Solopos.com, SOLO –– Perseteruan dua kubu Kerabat Keraton Solo semakin memanas, Senin (26/8/2013) siang. Dua massa sempat terjadi keributan yang berujung aduk fisik.
Informasi di lapangan, sekitar pukul 12.25 WIB, KRMH. Satrio Hadinagoro meminta para abdi dalem pro Dwi Tunggal Keraton [Hangabehi-Tedjowulan] yang duduk-duduk di depan Sasana Nalendra untuk pindah ke tempat lain. Atas perintah itu, puluhan abdi dalem meninggalkan lokasi.
Tak berselang lama, pukul 12.30 WIB situasi sempat memanas karena massa pendukung Tejowulan dan Hangabehi yang mengatasnamakan warga Kelurahan Baluwarti merasa tidak terima atas pembubaran yang dilakukan oleh Satryo Hadinagoro. Saat itu pula, KRH. Bambang Pradotonagoro mempertanyakan pembubaran para abdi dalem tersebut.
“Ini atas perintah siapa? Mereka di sini menunggu Sinuhun.”
Advertisement
Ia menambahkan, Satryo tidak mempunyai wewenang membubarkan abdi dalem karena yang bersangkutan hanya anak menantu PB XII.
KRMH Satrio Hadinegoro sempat berdiskusi dengan KRH. Bambang Pradotonegoro, namun karena ada prajurit keraton yang membawa senjata tajam berupa parang dan mengacungkan ke arah massa.

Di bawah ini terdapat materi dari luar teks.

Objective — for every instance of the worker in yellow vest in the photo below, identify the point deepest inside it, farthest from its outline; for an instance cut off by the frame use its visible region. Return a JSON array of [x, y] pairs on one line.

Tidak hanya itu, kedua kubu sempat terjadi aksi pukul. Massa yang merasa dipukul lebih dulu tak terima. Mereka membalas dengan berteriak-teriak dan mengejar para prajurit berpakaian merah.
Puluhan massa dari arah Sasana Nalendra langsung memburu prajurit Keraton yang membawa parang. Spontan, aksi balas pukul tak bisa dihindari. Massa yang mengatasnamakan warga meminta prajurit tidak ada yang menggunakan senjata dan menyatakan bahwa Raja Keraton Solo adalah Hangabehi.
Satryo mengatakan pihaknya tidak berhasrat untuk perang. “Kami serahkan pada petugas keamanan, kami juga tidak memobilisasi orang,” timpal menantu PB XIII Hangabehi, K.P. Eddy Wirabhumi.
Meskipun demikian situasi tidak sempat berujung bentrokan berkepanjangan karena bisa diantisipasi oleh aparat kepolisian. Massa membubarkan diri, selanjutnya massa kembali berkumpul di depan Sasana Narendra.